When you educate your daughter, and encourage her to get a degree, you are an equal partner in her success. Remember that extra inch that you went to see that she had the best coaching, all those nights that you stayed up with her for her exams, those tears of joy that you shed when she did well? That means that you have an equal stake in her career and success.
…when she starts to climb up that ladder that was blueprinted by you, don’t stand there at the bottom rattling it and shaking it. Hold it steady for your daughter the way you would for your son.
So, when she starts to climb up that ladder that was blueprinted by you, don’t stand there at the bottom rattling it and shaking it. Hold it steady for your daughter the way you would for your son.
Don’t ask what she cooked for her hubby and kids and compound her “mommy-guilt” and “spouse-guilt”. Ask her what accolades she won at work.
Don’t ask if she attends PTA in that accusatory tone. Ask if she had time for lunch amidst the flurry of meetings she had at the office.
Don’t judge her if the planning of the birthday party or family gathering was a little shaky. Offer to help out, instead.

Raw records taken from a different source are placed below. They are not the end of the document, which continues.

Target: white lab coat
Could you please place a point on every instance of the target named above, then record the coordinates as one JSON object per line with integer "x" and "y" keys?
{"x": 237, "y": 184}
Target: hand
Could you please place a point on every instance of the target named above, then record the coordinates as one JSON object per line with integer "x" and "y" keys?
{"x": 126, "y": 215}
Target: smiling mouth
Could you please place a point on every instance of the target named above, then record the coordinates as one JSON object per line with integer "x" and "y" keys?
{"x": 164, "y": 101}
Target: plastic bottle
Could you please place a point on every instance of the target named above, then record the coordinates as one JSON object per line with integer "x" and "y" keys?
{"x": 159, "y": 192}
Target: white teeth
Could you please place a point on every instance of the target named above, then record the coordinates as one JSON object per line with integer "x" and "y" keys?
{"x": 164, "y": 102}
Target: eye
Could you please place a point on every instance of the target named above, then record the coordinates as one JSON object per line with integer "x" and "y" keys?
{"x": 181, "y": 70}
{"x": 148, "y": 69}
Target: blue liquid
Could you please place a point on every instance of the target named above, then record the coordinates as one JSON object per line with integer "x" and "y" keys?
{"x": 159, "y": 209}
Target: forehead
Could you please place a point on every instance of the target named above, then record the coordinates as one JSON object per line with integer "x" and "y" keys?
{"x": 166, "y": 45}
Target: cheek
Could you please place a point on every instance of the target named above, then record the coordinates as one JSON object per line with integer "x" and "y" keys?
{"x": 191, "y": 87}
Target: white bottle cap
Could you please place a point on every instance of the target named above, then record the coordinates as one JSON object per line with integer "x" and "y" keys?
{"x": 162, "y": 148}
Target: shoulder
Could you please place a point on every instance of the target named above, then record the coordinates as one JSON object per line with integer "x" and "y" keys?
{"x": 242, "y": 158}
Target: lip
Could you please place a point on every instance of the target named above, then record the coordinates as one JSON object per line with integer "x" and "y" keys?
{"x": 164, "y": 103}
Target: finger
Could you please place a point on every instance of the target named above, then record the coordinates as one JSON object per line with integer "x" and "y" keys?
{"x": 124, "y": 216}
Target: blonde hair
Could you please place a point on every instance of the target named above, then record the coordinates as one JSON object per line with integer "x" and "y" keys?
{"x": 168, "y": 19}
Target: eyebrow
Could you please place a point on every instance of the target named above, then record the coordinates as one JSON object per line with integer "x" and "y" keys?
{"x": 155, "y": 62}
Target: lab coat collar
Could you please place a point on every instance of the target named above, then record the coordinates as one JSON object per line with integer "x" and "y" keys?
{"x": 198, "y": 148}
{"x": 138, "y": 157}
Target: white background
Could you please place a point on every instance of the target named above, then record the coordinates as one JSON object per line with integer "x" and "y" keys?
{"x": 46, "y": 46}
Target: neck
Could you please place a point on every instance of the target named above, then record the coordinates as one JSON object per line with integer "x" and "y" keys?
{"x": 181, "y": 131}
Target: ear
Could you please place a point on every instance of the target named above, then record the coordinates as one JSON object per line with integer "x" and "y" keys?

Don’t look at her with “How could You” eyes when she has to work when her child is sick. Drop in and give her a hand!
Don’t ask her to run out and buy milk when she is tired. Break out the milk powder! And make do.
Share her triumphs and disasters at home and work. Give a firm shoulder to cry upon and bequeath her a spine that will stand up to the greatest storms. Your role as a mother does not ever end. If you can do that for your son as well as your daughter, that makes YOU a great mom!
If you manage that for your daughter-in-law as well, then Kya Baat Hai!